Young Child is Permanently Disabled Following Cardiac Surgery

Cardiac Surgery Expert

This case involves a 10-year-old female patient with Down syndrome that underwent a surgical procedure to repair a hole between her heart chambers and regulate her blood flow. She underwent a subsequent open-heart procedure to remove scar tissue from a stenotic mitral valve. During the surgery, she required intravenous cannulation via the groin with the arterial cannula in the femoral artery. After the surgery was completed, her leg appeared purple, cold, and swollen. After a few hours of observation, the color returned to the leg, but the pain continued to increase. Ultrasounds showed poor circulation to the superficial femoral and popliteal artery. Vascular surgery was consulted and diagnosed the patient with compartment syndrome. Vascular surgery performed a thromboembolectomy to remove the blood clot. However, it was felt to be too late to surgically remove the connective tissue to relieve the pressure, as the muscle damage had already occurred. The patient was left with permanent deformity, scarring, and disability and required ongoing therapy.

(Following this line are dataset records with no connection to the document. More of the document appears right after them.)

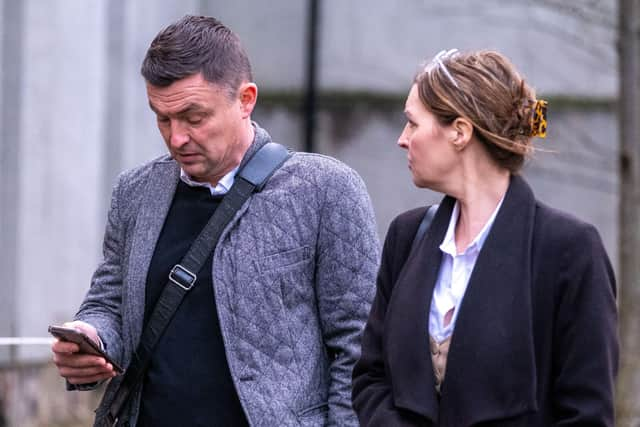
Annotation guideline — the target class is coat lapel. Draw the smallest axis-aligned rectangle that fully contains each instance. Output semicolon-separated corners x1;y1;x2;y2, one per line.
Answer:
385;197;455;424
440;177;537;426
123;159;180;363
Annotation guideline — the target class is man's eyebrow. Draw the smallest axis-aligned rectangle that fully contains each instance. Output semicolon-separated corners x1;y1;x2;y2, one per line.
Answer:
149;102;204;116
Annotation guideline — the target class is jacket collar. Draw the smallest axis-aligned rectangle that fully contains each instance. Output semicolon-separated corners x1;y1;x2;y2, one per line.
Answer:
387;177;537;426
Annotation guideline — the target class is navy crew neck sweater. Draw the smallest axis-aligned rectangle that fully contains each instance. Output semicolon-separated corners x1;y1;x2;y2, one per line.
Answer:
138;181;248;427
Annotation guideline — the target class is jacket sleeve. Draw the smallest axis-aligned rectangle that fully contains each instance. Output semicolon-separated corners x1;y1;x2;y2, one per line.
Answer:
552;225;618;427
67;174;124;390
353;218;419;427
315;169;380;426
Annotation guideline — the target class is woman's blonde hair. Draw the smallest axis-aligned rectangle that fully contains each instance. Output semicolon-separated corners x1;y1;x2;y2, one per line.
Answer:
414;50;536;173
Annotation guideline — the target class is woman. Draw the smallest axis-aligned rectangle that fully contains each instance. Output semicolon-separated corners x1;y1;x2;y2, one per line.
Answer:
353;50;618;427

Question(s) For Expert Witness

  • 1. Please describe your background in cardiac surgery.
  • 2. What are possible complications following a groin cannulation in these patients?
  • 3. What tests should be obtained?

Expert Witness Response E-006996

I am a congenital cardiac surgeon and very frequently perform re-operative surgery. Occasionally, these patients require femoral arterial and/or venous cannulation to establish cardiopulmonary bypass. I often will sew a graft to the artery to avoid distal limb ischemia. Possible complications following groin cannulation include lower extremity ischemia, including compartment syndrome, loss of limb, venous congestion, lymphocele, and nerve damage. Suspicion of limb ischemia should be prompted by loss of sensory or motor function, pain, loss of doppler signal. Tests to order include arterial doppler study and angiography. Vascular consults should be obtained rapidly as tissue damage can occur as soon as 4-6 hours from onset of symptoms.